Tell us a bit about the filming, how big was the crew? How long did it take? Do you have any behind the scenes stories you'd like to share?
We had an amazing core crew of 5 and filming was conducted over several different days, spaced out over about 11 months. Covid came along in the middle of it all and pushed our schedule back a bit but we were still able to complete our film – sadly issues affecting kangaroos are on-going, so the longer time frame didn’t really change anything. Visiting the fire grounds with Lyn and the Wildlife Care WA team was an emotional day. They were setting out food and water for the displaced kangaroos. They are truly amazing women and deserve the full support of the community.

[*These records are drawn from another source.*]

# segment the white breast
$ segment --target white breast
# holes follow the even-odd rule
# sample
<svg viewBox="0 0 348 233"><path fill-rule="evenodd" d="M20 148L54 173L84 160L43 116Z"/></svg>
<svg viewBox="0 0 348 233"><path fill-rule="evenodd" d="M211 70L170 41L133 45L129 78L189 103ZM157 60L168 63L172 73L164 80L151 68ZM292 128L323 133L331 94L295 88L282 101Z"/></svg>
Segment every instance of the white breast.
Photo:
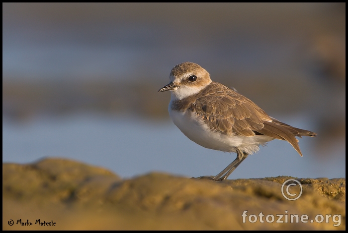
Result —
<svg viewBox="0 0 348 233"><path fill-rule="evenodd" d="M246 153L251 154L259 151L260 144L264 145L273 138L264 135L253 137L228 136L212 130L202 119L190 111L179 112L172 110L171 103L169 114L174 124L185 135L198 145L207 148L227 152L236 152L238 147Z"/></svg>

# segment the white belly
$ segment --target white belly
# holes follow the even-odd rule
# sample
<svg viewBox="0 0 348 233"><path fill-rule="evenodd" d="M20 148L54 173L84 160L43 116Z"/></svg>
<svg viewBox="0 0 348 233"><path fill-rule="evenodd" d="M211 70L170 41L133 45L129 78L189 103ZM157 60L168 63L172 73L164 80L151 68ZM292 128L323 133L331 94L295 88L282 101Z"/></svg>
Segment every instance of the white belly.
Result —
<svg viewBox="0 0 348 233"><path fill-rule="evenodd" d="M169 114L173 122L188 138L198 145L207 148L227 152L236 152L238 147L248 154L259 151L260 144L264 145L273 138L264 135L252 137L235 135L228 136L211 130L202 119L195 114L187 111L180 112L172 110L170 105Z"/></svg>

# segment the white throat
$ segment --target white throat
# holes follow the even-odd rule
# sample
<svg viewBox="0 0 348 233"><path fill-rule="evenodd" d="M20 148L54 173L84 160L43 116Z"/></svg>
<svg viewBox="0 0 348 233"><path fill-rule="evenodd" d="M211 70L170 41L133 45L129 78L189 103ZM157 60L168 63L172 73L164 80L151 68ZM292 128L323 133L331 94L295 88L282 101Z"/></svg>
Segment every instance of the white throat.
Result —
<svg viewBox="0 0 348 233"><path fill-rule="evenodd" d="M179 86L174 88L172 92L172 100L180 100L199 92L208 85L211 83L211 81L206 86Z"/></svg>

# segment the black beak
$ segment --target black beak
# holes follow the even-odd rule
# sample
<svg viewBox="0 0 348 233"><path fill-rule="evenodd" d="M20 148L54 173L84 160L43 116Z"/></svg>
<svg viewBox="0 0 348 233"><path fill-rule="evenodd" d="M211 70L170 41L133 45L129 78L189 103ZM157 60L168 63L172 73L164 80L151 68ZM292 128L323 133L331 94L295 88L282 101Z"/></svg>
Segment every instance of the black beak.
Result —
<svg viewBox="0 0 348 233"><path fill-rule="evenodd" d="M166 85L164 87L162 87L161 88L160 90L158 90L158 92L162 92L164 91L170 91L171 90L173 90L173 88L174 88L175 87L175 85L173 83L173 82L171 82L169 84Z"/></svg>

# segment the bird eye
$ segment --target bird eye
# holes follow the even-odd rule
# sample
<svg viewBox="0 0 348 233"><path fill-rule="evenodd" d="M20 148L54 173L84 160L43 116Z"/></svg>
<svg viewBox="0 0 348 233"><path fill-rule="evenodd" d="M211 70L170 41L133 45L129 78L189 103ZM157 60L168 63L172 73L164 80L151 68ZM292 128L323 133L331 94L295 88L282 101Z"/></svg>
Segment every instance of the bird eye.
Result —
<svg viewBox="0 0 348 233"><path fill-rule="evenodd" d="M191 75L187 79L190 82L195 82L197 80L197 76L196 75Z"/></svg>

What is your favourite memory of your involvement in the project?
I loved spending time with the Wildlife Care WA volunteers and their precious joeys. It’s always a privilege to photograph the precious charges. Do you have plans for another film in future? How will you continue to promote kangaroo welfare?
Watch this space regarding future films! In the meantime, I will continue to use my photography and the platform I have to share messages about kangaroos in need, the plight these animals face in Australia, and to support the work of Wildlife Care WA. Alex thank you so much for taking time to speak with us. We hope the screenings will help benefit the charity and we look forward to working with you in the future on helping animals in need.